Le Conseil fédéral a, plusieurs fois déjà, dans ses réponses à des interventions parlementaires, regretté et condamné les tragiques déportations en masse et les massacres qui ont marqué la fin de l'Empire ottoman et causé la mort d'un nombre extrêmement élevé d'Arméniens. Il ne fait pas de doute qu'il s'agit là d'un chapitre douloureux et délicat de l'histoire de la Turquie qui ne doit pas rester tabou. Il est en effet important pour chaque Etat de faire un travail de mémoire collective, même sur les événements sombres de son histoire et même s'il s'agit d'un travail difficile, comme nous en avons fait l'expérience en Suisse récemment.

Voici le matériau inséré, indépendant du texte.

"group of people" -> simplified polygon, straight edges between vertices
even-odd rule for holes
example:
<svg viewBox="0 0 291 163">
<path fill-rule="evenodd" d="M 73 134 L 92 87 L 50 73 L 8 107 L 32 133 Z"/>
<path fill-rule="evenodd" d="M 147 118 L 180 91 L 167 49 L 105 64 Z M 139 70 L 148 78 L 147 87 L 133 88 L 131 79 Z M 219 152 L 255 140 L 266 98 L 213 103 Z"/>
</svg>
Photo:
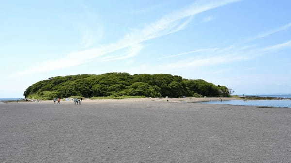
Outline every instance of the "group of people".
<svg viewBox="0 0 291 163">
<path fill-rule="evenodd" d="M 79 99 L 77 99 L 75 98 L 74 99 L 74 104 L 76 105 L 76 104 L 78 105 L 78 104 L 79 105 L 81 104 L 81 101 L 82 101 L 82 98 L 81 98 L 81 100 Z"/>
<path fill-rule="evenodd" d="M 54 101 L 55 104 L 56 104 L 56 101 L 57 101 L 57 104 L 61 104 L 60 103 L 60 102 L 61 101 L 61 98 L 59 98 L 58 99 L 57 99 L 56 98 L 55 98 L 53 99 L 53 101 Z"/>
<path fill-rule="evenodd" d="M 81 101 L 82 101 L 83 100 L 82 98 L 81 98 L 81 99 L 78 99 L 77 98 L 74 98 L 73 100 L 74 100 L 74 104 L 75 104 L 75 105 L 76 105 L 76 104 L 79 104 L 81 105 Z M 61 98 L 59 98 L 58 99 L 57 98 L 54 98 L 53 99 L 53 101 L 54 102 L 54 104 L 61 104 L 60 103 L 60 102 L 61 101 Z M 57 103 L 56 104 L 56 102 L 57 102 Z"/>
</svg>

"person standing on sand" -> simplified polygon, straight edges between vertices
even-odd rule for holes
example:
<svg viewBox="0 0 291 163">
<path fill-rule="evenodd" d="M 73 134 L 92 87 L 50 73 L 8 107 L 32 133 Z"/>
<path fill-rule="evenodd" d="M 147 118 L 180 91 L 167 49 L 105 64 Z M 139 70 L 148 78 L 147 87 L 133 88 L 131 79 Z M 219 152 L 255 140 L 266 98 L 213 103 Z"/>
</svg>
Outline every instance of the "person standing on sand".
<svg viewBox="0 0 291 163">
<path fill-rule="evenodd" d="M 77 103 L 77 98 L 75 98 L 74 99 L 74 104 L 76 105 L 76 103 Z"/>
</svg>

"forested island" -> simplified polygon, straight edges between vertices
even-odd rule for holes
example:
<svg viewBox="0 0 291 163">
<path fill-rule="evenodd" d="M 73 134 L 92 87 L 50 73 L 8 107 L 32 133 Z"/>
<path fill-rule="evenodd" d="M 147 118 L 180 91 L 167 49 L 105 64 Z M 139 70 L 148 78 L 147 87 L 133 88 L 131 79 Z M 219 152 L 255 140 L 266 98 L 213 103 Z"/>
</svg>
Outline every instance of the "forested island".
<svg viewBox="0 0 291 163">
<path fill-rule="evenodd" d="M 25 98 L 42 100 L 74 96 L 230 97 L 230 90 L 226 86 L 216 86 L 203 80 L 184 79 L 169 74 L 109 73 L 49 78 L 28 87 L 23 95 Z"/>
</svg>

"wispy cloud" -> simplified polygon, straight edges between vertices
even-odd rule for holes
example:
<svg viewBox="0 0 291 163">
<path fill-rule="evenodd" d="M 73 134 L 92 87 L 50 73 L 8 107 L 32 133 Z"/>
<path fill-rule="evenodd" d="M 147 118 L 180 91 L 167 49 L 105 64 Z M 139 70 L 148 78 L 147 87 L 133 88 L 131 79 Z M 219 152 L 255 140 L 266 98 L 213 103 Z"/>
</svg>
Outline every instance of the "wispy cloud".
<svg viewBox="0 0 291 163">
<path fill-rule="evenodd" d="M 257 35 L 253 38 L 250 38 L 248 41 L 251 41 L 251 40 L 255 40 L 255 39 L 260 39 L 260 38 L 266 37 L 271 35 L 279 32 L 282 30 L 286 30 L 290 27 L 291 27 L 291 23 L 289 23 L 286 24 L 283 26 L 280 27 L 277 29 L 267 31 L 264 33 L 262 33 L 258 34 L 258 35 Z"/>
<path fill-rule="evenodd" d="M 129 47 L 129 49 L 125 55 L 114 55 L 104 57 L 101 59 L 101 61 L 114 61 L 132 58 L 138 55 L 143 48 L 143 45 L 140 44 L 135 44 Z"/>
<path fill-rule="evenodd" d="M 180 56 L 185 55 L 185 54 L 188 54 L 200 53 L 200 52 L 203 52 L 215 51 L 215 50 L 217 50 L 218 49 L 219 49 L 218 48 L 208 48 L 208 49 L 198 49 L 198 50 L 192 50 L 192 51 L 188 51 L 188 52 L 186 52 L 180 53 L 177 54 L 174 54 L 174 55 L 166 56 L 157 58 L 156 59 L 161 59 L 176 57 Z"/>
<path fill-rule="evenodd" d="M 214 17 L 213 16 L 209 16 L 206 17 L 204 17 L 202 20 L 202 22 L 204 23 L 207 23 L 211 21 L 212 21 L 214 19 Z"/>
<path fill-rule="evenodd" d="M 265 48 L 263 50 L 264 51 L 270 51 L 270 50 L 280 50 L 280 49 L 284 48 L 285 47 L 291 47 L 291 40 L 289 40 L 289 41 L 274 46 L 269 46 Z"/>
<path fill-rule="evenodd" d="M 92 59 L 100 57 L 125 48 L 131 47 L 146 40 L 177 32 L 183 30 L 189 23 L 189 21 L 187 21 L 181 22 L 183 19 L 207 10 L 240 0 L 198 0 L 183 9 L 175 11 L 163 16 L 157 21 L 150 24 L 141 30 L 136 30 L 126 35 L 123 38 L 115 43 L 87 50 L 73 52 L 57 60 L 51 60 L 41 63 L 38 66 L 31 67 L 18 72 L 16 73 L 16 74 L 21 75 L 42 72 L 80 65 L 89 61 Z M 118 58 L 121 59 L 125 58 L 119 57 Z"/>
</svg>

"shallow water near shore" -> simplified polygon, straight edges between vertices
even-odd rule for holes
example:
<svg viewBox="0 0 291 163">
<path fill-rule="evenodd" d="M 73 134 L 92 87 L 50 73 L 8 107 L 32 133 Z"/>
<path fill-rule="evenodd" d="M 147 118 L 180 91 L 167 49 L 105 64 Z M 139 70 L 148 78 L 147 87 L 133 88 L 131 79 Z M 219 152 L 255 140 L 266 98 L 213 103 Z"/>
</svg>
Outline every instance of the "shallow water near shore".
<svg viewBox="0 0 291 163">
<path fill-rule="evenodd" d="M 202 104 L 231 104 L 233 105 L 243 106 L 259 106 L 291 108 L 291 100 L 229 100 L 229 101 L 212 101 L 202 102 Z"/>
</svg>

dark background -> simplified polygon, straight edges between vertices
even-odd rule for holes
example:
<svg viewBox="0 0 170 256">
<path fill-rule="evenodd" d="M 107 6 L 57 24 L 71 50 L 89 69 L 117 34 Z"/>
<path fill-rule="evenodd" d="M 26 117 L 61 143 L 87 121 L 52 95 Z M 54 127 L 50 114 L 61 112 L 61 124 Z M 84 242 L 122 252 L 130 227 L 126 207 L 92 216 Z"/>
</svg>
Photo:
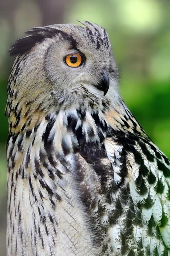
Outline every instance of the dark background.
<svg viewBox="0 0 170 256">
<path fill-rule="evenodd" d="M 8 136 L 4 116 L 10 45 L 34 26 L 86 20 L 107 31 L 125 103 L 170 157 L 169 0 L 0 0 L 0 255 L 5 255 Z"/>
</svg>

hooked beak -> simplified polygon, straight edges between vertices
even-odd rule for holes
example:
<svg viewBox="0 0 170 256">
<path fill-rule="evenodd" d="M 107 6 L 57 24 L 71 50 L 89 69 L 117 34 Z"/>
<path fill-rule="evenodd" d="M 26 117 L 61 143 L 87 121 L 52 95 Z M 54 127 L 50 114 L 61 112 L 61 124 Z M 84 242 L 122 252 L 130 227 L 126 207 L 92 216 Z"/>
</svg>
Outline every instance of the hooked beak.
<svg viewBox="0 0 170 256">
<path fill-rule="evenodd" d="M 96 86 L 97 88 L 100 90 L 103 91 L 105 96 L 107 93 L 109 88 L 109 78 L 106 70 L 104 70 L 103 73 L 103 78 L 100 83 Z"/>
</svg>

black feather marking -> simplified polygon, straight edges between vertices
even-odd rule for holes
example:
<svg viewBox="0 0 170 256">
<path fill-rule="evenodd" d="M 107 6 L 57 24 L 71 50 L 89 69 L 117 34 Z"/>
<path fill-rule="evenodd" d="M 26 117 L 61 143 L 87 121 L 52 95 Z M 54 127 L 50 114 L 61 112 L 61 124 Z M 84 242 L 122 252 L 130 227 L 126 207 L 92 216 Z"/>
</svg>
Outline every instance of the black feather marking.
<svg viewBox="0 0 170 256">
<path fill-rule="evenodd" d="M 40 43 L 45 38 L 52 38 L 57 35 L 60 35 L 64 39 L 70 42 L 72 47 L 77 46 L 76 41 L 71 35 L 54 28 L 44 27 L 34 28 L 26 32 L 27 36 L 18 39 L 9 50 L 11 55 L 23 54 L 29 52 L 37 43 Z"/>
<path fill-rule="evenodd" d="M 170 170 L 169 168 L 167 167 L 166 166 L 162 163 L 161 163 L 159 160 L 157 159 L 157 160 L 158 168 L 159 170 L 162 171 L 164 176 L 166 178 L 170 177 Z"/>
</svg>

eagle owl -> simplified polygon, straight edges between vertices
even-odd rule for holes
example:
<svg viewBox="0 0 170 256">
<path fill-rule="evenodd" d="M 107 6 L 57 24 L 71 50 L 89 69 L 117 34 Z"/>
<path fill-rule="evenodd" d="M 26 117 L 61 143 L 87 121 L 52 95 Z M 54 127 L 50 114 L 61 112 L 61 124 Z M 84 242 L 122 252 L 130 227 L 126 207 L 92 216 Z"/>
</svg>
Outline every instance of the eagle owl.
<svg viewBox="0 0 170 256">
<path fill-rule="evenodd" d="M 8 87 L 8 256 L 170 255 L 170 165 L 122 99 L 108 35 L 33 28 Z"/>
</svg>

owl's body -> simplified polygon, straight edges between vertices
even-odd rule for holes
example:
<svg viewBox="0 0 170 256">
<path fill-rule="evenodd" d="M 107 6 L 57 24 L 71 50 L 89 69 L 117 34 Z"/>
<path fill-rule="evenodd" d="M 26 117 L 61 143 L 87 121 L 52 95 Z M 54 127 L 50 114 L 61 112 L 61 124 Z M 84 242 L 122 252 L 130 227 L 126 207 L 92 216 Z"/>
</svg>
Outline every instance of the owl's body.
<svg viewBox="0 0 170 256">
<path fill-rule="evenodd" d="M 119 95 L 106 31 L 83 24 L 11 50 L 7 255 L 170 256 L 170 162 Z"/>
</svg>

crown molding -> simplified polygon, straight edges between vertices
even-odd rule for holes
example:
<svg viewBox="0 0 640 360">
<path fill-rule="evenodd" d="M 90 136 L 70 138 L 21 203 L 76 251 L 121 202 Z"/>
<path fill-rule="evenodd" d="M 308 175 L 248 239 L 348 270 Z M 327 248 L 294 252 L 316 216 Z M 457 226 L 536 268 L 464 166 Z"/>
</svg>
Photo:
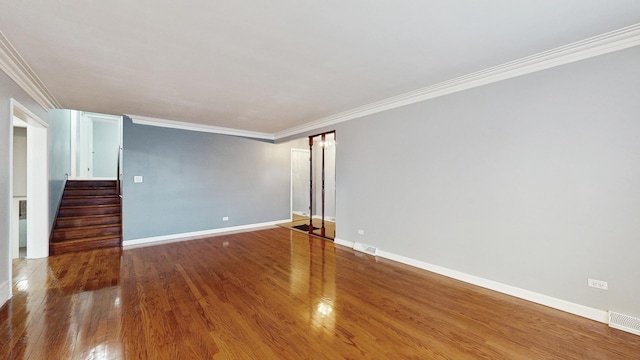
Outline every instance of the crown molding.
<svg viewBox="0 0 640 360">
<path fill-rule="evenodd" d="M 326 126 L 640 45 L 640 23 L 323 117 L 274 134 L 276 140 Z"/>
<path fill-rule="evenodd" d="M 248 130 L 239 130 L 232 128 L 225 128 L 220 126 L 211 126 L 211 125 L 202 125 L 202 124 L 194 124 L 183 121 L 176 120 L 166 120 L 166 119 L 157 119 L 147 116 L 139 116 L 139 115 L 127 115 L 134 124 L 138 125 L 149 125 L 149 126 L 158 126 L 165 127 L 171 129 L 180 129 L 180 130 L 189 130 L 189 131 L 199 131 L 199 132 L 207 132 L 213 134 L 223 134 L 223 135 L 232 135 L 232 136 L 241 136 L 252 139 L 260 139 L 260 140 L 269 140 L 273 141 L 273 134 L 256 132 L 256 131 L 248 131 Z"/>
<path fill-rule="evenodd" d="M 62 107 L 1 31 L 0 70 L 4 71 L 46 111 Z"/>
</svg>

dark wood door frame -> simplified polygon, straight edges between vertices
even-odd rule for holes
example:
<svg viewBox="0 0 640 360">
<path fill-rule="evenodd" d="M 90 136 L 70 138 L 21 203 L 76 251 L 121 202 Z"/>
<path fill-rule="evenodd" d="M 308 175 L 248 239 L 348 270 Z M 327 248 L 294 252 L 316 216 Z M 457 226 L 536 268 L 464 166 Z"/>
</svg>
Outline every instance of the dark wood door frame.
<svg viewBox="0 0 640 360">
<path fill-rule="evenodd" d="M 320 148 L 322 149 L 322 177 L 321 177 L 321 208 L 322 208 L 322 218 L 320 225 L 320 236 L 326 236 L 326 229 L 324 224 L 324 215 L 325 215 L 325 144 L 327 135 L 333 134 L 333 141 L 336 141 L 336 131 L 327 131 L 321 134 L 311 135 L 309 136 L 309 234 L 317 235 L 313 232 L 313 140 L 317 137 L 320 137 L 320 143 L 322 144 Z M 334 235 L 335 236 L 335 235 Z"/>
</svg>

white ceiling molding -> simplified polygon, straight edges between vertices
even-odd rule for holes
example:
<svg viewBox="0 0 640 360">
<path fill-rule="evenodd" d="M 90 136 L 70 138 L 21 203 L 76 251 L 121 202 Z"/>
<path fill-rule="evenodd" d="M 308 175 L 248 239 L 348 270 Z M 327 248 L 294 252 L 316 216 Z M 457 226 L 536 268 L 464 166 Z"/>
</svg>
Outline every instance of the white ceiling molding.
<svg viewBox="0 0 640 360">
<path fill-rule="evenodd" d="M 300 126 L 277 132 L 274 134 L 274 138 L 278 140 L 294 136 L 404 105 L 515 78 L 637 45 L 640 45 L 640 23 L 320 118 Z"/>
<path fill-rule="evenodd" d="M 233 136 L 241 136 L 241 137 L 247 137 L 252 139 L 261 139 L 261 140 L 270 140 L 270 141 L 274 140 L 273 134 L 261 133 L 256 131 L 238 130 L 238 129 L 194 124 L 194 123 L 175 121 L 175 120 L 157 119 L 157 118 L 139 116 L 139 115 L 127 115 L 127 116 L 131 118 L 134 124 L 138 124 L 138 125 L 159 126 L 159 127 L 166 127 L 171 129 L 199 131 L 199 132 L 207 132 L 207 133 L 223 134 L 223 135 L 233 135 Z"/>
<path fill-rule="evenodd" d="M 0 70 L 4 71 L 46 111 L 62 107 L 1 31 Z"/>
</svg>

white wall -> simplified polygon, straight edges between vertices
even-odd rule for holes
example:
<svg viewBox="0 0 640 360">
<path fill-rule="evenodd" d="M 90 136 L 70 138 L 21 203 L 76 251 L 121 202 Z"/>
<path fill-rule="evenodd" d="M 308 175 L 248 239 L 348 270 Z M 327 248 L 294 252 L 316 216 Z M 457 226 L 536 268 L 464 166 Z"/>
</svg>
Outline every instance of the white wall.
<svg viewBox="0 0 640 360">
<path fill-rule="evenodd" d="M 337 237 L 640 316 L 638 64 L 640 47 L 338 124 Z"/>
<path fill-rule="evenodd" d="M 41 119 L 47 119 L 46 111 L 0 71 L 0 306 L 10 296 L 11 285 L 11 237 L 9 234 L 12 198 L 12 179 L 9 174 L 11 173 L 10 154 L 13 150 L 11 98 L 17 99 Z"/>
</svg>

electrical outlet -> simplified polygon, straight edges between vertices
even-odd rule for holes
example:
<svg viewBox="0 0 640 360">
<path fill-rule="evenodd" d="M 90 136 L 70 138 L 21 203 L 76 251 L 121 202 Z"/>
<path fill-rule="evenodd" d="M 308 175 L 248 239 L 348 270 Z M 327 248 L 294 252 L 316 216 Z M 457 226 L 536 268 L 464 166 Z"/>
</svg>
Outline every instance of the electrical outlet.
<svg viewBox="0 0 640 360">
<path fill-rule="evenodd" d="M 596 289 L 609 290 L 609 285 L 606 281 L 589 279 L 587 284 Z"/>
</svg>

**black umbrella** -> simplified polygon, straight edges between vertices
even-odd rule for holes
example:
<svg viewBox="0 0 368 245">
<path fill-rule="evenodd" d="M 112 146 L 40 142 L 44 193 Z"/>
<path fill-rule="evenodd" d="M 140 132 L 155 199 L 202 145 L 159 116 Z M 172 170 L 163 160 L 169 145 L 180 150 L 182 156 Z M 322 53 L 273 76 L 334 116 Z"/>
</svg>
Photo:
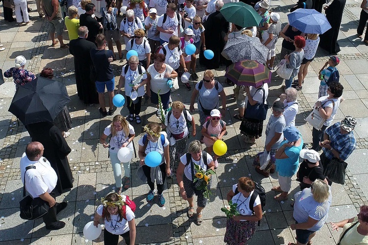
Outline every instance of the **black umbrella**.
<svg viewBox="0 0 368 245">
<path fill-rule="evenodd" d="M 19 86 L 9 111 L 25 125 L 53 122 L 70 101 L 64 83 L 39 77 Z"/>
</svg>

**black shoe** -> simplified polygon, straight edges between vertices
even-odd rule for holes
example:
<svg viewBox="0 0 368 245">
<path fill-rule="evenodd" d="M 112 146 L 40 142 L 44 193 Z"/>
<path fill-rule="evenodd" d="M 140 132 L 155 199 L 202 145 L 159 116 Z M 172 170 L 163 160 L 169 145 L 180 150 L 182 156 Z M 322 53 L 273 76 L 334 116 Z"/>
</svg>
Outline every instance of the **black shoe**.
<svg viewBox="0 0 368 245">
<path fill-rule="evenodd" d="M 57 221 L 53 223 L 53 224 L 46 226 L 46 229 L 51 230 L 59 230 L 64 228 L 65 226 L 65 222 L 62 221 Z"/>
<path fill-rule="evenodd" d="M 56 205 L 56 214 L 60 213 L 60 212 L 65 208 L 67 206 L 68 206 L 68 203 L 65 202 L 65 201 L 58 203 Z"/>
<path fill-rule="evenodd" d="M 99 110 L 100 111 L 100 113 L 101 114 L 101 115 L 104 117 L 106 117 L 106 116 L 107 116 L 107 112 L 103 111 L 101 107 L 100 107 Z"/>
</svg>

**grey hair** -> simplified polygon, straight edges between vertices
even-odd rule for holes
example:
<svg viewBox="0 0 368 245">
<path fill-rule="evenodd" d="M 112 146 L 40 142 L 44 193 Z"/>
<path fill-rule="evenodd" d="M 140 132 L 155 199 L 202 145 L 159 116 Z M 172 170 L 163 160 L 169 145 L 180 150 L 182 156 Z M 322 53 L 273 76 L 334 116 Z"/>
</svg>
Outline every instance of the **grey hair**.
<svg viewBox="0 0 368 245">
<path fill-rule="evenodd" d="M 82 25 L 78 28 L 78 36 L 79 37 L 84 37 L 88 33 L 88 28 L 87 28 L 87 26 Z"/>
<path fill-rule="evenodd" d="M 217 1 L 215 4 L 215 7 L 217 8 L 218 10 L 221 9 L 224 6 L 224 2 L 222 1 Z"/>
<path fill-rule="evenodd" d="M 294 88 L 290 87 L 286 89 L 285 94 L 291 101 L 295 101 L 298 99 L 298 91 Z"/>
<path fill-rule="evenodd" d="M 202 150 L 202 143 L 199 140 L 194 140 L 188 146 L 188 152 L 191 153 L 199 152 Z"/>
<path fill-rule="evenodd" d="M 132 17 L 134 16 L 134 11 L 132 9 L 129 9 L 127 10 L 127 12 L 125 13 L 125 15 L 127 16 L 127 18 Z"/>
</svg>

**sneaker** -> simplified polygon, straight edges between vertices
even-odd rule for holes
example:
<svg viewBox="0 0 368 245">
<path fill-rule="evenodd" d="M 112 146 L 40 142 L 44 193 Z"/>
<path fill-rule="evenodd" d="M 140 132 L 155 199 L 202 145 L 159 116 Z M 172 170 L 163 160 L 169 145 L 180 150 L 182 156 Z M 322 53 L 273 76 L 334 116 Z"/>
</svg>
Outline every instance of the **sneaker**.
<svg viewBox="0 0 368 245">
<path fill-rule="evenodd" d="M 163 195 L 158 195 L 158 206 L 163 207 L 164 205 L 165 205 L 165 197 L 163 197 Z"/>
<path fill-rule="evenodd" d="M 185 85 L 185 87 L 186 87 L 187 90 L 190 90 L 191 89 L 192 89 L 192 88 L 191 87 L 190 87 L 190 85 L 189 84 L 188 82 L 184 83 L 184 85 Z"/>
<path fill-rule="evenodd" d="M 148 201 L 148 202 L 150 202 L 152 201 L 152 200 L 153 200 L 153 198 L 154 197 L 155 197 L 155 192 L 154 191 L 150 191 L 150 192 L 148 193 L 148 195 L 147 195 L 147 198 L 146 198 L 146 200 L 147 200 L 147 201 Z"/>
<path fill-rule="evenodd" d="M 192 79 L 193 81 L 198 81 L 199 77 L 198 77 L 198 75 L 196 73 L 192 73 Z"/>
</svg>

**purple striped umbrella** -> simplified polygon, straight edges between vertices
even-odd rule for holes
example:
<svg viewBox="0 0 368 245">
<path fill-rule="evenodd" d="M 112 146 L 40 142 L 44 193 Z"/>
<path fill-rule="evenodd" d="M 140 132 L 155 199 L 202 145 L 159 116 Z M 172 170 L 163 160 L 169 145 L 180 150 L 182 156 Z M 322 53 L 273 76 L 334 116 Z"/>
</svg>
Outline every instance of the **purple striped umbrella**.
<svg viewBox="0 0 368 245">
<path fill-rule="evenodd" d="M 258 87 L 271 82 L 272 73 L 258 61 L 245 60 L 232 64 L 226 69 L 225 76 L 237 85 Z"/>
</svg>

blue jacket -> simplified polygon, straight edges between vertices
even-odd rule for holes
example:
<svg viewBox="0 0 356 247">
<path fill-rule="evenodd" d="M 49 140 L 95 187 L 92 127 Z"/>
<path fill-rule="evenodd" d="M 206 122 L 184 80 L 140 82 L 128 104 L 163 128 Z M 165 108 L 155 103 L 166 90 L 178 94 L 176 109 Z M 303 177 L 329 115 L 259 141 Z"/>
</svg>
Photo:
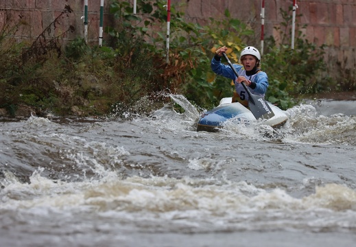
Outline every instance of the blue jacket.
<svg viewBox="0 0 356 247">
<path fill-rule="evenodd" d="M 257 73 L 252 75 L 251 76 L 247 76 L 244 75 L 244 69 L 242 65 L 239 64 L 233 64 L 236 71 L 237 71 L 237 74 L 239 75 L 244 75 L 246 79 L 250 80 L 252 82 L 254 82 L 251 85 L 250 91 L 253 94 L 259 95 L 261 96 L 264 96 L 265 92 L 267 91 L 267 88 L 268 87 L 268 77 L 265 72 L 259 71 Z M 217 75 L 222 75 L 226 78 L 230 78 L 233 80 L 234 83 L 237 78 L 233 71 L 233 69 L 230 67 L 230 65 L 226 65 L 221 62 L 221 60 L 217 60 L 215 57 L 213 58 L 211 60 L 211 69 L 214 73 Z M 235 86 L 239 85 L 239 83 L 235 83 Z M 241 85 L 241 86 L 242 86 Z M 254 88 L 253 88 L 254 86 Z"/>
</svg>

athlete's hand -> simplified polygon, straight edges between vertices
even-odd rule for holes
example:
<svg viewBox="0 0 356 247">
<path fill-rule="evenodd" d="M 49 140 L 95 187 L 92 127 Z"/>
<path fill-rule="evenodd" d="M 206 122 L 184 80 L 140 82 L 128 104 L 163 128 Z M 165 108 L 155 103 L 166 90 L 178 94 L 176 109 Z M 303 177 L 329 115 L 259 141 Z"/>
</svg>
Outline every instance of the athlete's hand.
<svg viewBox="0 0 356 247">
<path fill-rule="evenodd" d="M 222 56 L 222 53 L 226 52 L 227 50 L 228 50 L 228 48 L 224 45 L 222 47 L 220 47 L 218 49 L 217 49 L 215 51 L 215 54 L 219 56 Z"/>
<path fill-rule="evenodd" d="M 244 82 L 245 85 L 249 86 L 251 85 L 251 81 L 249 80 L 247 80 L 244 76 L 239 76 L 237 79 L 236 79 L 236 81 L 238 83 Z"/>
</svg>

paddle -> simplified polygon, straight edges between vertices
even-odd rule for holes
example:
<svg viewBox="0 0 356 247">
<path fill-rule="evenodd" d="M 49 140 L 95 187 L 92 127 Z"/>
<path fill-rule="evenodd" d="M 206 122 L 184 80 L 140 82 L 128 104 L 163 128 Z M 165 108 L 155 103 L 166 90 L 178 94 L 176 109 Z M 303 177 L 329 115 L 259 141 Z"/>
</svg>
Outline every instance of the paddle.
<svg viewBox="0 0 356 247">
<path fill-rule="evenodd" d="M 223 52 L 222 54 L 228 61 L 228 64 L 234 71 L 236 76 L 239 76 L 237 71 L 236 71 L 236 69 L 235 69 L 235 67 L 233 66 L 233 64 L 228 59 L 226 54 L 224 52 Z M 265 100 L 265 99 L 263 99 L 263 97 L 252 94 L 244 82 L 241 82 L 241 84 L 248 94 L 248 108 L 250 108 L 250 110 L 251 110 L 251 113 L 252 113 L 254 117 L 256 117 L 256 119 L 259 118 L 269 119 L 274 116 L 274 113 L 272 110 L 271 108 L 268 105 L 268 103 Z"/>
</svg>

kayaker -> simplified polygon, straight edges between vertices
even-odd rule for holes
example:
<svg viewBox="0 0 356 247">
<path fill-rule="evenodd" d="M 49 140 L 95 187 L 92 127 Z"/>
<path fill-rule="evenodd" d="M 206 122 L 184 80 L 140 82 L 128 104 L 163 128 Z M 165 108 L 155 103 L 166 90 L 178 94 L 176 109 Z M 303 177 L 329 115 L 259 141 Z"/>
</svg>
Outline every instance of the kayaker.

La question qui se pose est celle de l'attitude que la Suisse devrait avoir face à ces événements tragiques survenus il y a près d'un siècle. La politique du Conseil fédéral met l'accent sur le dialogue politique régulier avec la Turquie et vise [PAGE 2022] à un équilibre durable dans le Caucase, en particulier à des relations apaisées entre la Turquie et l'Arménie. Dans le cadre de ce dialogue, la Suisse a plusieurs fois abordé la question arménienne et encouragé la Turquie à adopter une politique plus conciliante à l'égard de l'Arménie. Il s'est avéré que la question arménienne peut être discutée assez ouvertement en Turquie et que les historiens peuvent y conduire leurs recherches. En revanche, les déclarations politiques émanant de l'étranger n'ont pas l'effet souhaité. Lorsque l'histoire est en cause, les pressions extérieures sont souvent ressenties comme étant injustes: la Suisse elle-même en a fait l'expérience dans un passé récent, et il est probable que l'adoption du postulat dont il est ici question aurait pour effet de renforcer la Turquie dans son attitude défensive. Nous en avons fait l'expérience, en effet, peu de temps après l'adoption d'un postulat sur le génocide arménien par le Grand Conseil vaudois en septembre 2003: la Turquie a reporté le voyage que je devais y effectuer.

L'acceptation de ce postulat, au lieu d'être comprise comme un message de justice par les deux parties, pourrait donc avoir l'effet contraire et ajouter encore à la charge émotionnelle qui pèse sur la question arménienne, et la formulation du postulat qui prévoit une reconnaissance parlementaire ne change rien au fait qu'une décision du Conseil national serait très largement interprétée comme une décision de la Suisse.

C'est la raison pour laquelle je vous propose de rejeter le postulat.